Strange thing is, that we have a local setup using docker and the code is running fine, The queues will be recreated on a reachable node. We see completely different logs and fast switch and recreation of the queue on next free node. The config on the spring boot side is the same, only hostnames are different. On the rabbitmq side the only big difference is the cluster_formation configuration part. Localy we use rabbit_peer_discoveryclassic config where we use rabbit_peer_discovery_k8s* in OpenShift. The nodes themself rejoin the cluster fine in both environments.

spring log

[2018-11-02 09:06:36,049] [springCloudBus.anonymous.pbE8wrx5RFSVGbj4m4YoFw-2] WARN  o.s.a.r.l.BlockingQueueConsumer - corid= Failed to declare queue: springCloudBus.anonymous.pbE8wrx5RFSVGbj4m4YoFw
...
Caused by: com.rabbitmq.client.ShutdownSignalException: channel error; protocol method: #method<channel.close>(reply-code=404, reply-text=NOT_FOUND - no queue 'springCloudBus.anonymous.pbE8wrx5RFSVGbj4m4YoFw' in vhost '/', class-id=50, method-id=10)
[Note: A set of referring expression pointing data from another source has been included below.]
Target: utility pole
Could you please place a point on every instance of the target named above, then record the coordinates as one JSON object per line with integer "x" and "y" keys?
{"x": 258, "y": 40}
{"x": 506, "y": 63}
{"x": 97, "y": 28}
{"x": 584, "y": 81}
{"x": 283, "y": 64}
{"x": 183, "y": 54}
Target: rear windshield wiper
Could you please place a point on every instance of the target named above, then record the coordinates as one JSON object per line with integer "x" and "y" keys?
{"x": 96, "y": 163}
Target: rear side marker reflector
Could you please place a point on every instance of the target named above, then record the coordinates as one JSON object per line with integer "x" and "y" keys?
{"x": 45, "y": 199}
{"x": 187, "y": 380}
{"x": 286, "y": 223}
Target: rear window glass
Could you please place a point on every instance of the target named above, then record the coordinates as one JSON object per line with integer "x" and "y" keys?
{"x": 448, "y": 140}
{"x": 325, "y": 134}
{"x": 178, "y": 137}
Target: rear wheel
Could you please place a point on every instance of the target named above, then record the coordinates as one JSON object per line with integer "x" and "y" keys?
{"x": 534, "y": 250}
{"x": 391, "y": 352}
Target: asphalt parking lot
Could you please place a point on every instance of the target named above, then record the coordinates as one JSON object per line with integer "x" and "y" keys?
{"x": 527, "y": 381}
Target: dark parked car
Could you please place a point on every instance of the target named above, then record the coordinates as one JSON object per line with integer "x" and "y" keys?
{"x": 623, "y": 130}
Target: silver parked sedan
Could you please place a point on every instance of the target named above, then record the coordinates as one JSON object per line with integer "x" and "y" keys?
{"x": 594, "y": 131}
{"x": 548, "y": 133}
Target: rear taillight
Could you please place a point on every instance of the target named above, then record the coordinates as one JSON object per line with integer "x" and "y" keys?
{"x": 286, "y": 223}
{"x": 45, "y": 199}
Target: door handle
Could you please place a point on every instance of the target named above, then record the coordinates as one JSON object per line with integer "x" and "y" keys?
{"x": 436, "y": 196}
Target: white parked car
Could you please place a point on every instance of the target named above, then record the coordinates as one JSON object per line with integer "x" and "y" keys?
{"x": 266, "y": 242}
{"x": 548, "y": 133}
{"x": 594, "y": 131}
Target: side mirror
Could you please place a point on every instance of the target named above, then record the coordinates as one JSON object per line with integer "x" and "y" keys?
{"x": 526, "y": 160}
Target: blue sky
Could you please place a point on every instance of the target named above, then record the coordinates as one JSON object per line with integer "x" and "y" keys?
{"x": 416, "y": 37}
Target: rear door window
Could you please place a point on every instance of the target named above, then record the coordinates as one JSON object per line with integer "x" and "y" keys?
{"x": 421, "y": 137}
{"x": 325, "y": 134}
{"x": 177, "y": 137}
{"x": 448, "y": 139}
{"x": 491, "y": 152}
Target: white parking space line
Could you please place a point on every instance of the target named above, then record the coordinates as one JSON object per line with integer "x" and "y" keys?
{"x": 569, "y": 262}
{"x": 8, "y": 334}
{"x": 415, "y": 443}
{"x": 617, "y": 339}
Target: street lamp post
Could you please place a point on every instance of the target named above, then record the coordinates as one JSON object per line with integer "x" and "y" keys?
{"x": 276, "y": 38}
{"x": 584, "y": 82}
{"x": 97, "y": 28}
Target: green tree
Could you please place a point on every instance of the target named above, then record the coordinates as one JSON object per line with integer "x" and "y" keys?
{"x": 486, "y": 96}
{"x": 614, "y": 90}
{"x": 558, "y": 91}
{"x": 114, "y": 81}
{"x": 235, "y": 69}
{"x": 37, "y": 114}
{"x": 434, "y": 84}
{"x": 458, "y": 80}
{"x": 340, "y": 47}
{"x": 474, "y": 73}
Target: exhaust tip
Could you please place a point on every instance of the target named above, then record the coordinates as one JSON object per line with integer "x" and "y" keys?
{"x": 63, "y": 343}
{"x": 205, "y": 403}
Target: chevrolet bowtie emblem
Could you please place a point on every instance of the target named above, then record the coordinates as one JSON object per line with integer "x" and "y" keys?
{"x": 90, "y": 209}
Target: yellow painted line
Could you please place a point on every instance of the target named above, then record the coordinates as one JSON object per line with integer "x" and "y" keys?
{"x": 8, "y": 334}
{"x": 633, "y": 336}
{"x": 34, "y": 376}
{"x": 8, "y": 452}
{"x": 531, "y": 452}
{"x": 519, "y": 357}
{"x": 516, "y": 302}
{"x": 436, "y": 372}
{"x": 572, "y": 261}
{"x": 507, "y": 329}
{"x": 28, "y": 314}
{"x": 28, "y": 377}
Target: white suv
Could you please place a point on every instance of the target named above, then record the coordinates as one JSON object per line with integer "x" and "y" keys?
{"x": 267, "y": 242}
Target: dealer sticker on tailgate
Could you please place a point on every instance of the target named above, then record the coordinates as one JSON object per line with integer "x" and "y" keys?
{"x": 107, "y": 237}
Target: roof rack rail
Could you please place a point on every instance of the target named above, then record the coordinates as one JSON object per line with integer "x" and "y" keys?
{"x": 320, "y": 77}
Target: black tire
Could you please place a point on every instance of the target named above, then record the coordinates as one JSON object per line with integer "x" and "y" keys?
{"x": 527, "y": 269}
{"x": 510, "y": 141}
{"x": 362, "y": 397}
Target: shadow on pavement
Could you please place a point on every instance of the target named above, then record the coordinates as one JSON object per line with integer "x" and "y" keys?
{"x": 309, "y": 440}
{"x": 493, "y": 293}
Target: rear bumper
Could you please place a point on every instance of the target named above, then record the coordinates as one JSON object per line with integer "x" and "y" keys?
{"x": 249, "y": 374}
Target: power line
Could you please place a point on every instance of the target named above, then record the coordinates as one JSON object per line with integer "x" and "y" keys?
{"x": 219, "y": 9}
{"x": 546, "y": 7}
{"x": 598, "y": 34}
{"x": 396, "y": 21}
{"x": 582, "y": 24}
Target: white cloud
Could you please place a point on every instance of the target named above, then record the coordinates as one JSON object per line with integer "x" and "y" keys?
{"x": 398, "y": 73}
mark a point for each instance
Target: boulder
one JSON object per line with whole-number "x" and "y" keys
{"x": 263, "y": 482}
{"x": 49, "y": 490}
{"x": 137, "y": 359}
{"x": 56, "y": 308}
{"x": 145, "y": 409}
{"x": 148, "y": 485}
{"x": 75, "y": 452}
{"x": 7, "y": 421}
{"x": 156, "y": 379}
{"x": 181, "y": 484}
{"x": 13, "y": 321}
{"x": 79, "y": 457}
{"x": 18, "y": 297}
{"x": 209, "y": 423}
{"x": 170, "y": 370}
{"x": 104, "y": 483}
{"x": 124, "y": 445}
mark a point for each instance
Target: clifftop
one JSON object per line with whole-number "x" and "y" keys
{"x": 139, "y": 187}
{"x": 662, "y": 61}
Log excerp from rabbitmq node1

...
2018-11-02 09:06:26.039 [error] <0.31645.5> Channel error on connection <0.30102.5> (10.1.11.68:50832 -> 10.1.23.120:5672, vhost: '/', user: 'guest'), channel 2:  
operation queue.declare caused a channel exception not_found: no queue 'springCloudBus.anonymous.pbE8wrx5RFSVGbj4m4YoFw' in vhost '/'
...
Nicolas Schwarzentrub
@niggusch
Nov 02 2018 13:46

It seems that rabbitmq had a wrong configuration.
rabbitmqctl list_queues name owner_pid pid showed our spring cloud queues sometimes with different pids for owner and pid.
In any case where the _ownerpid and pid where the same, it caused no problem. When _ownerpid and pid were different and the node of the pid was shutdown, we had the problem.
But NOT when they were the same, or when they were different, but the _ownerpid node was shutdown.

We changed in our rabbitmq.config from

{ queue_master_locator, "min-masters"

to

{ queue_master_locator, "client-local" }

And then the _ownerpid and pid of the queue is always the same, which solves the problem.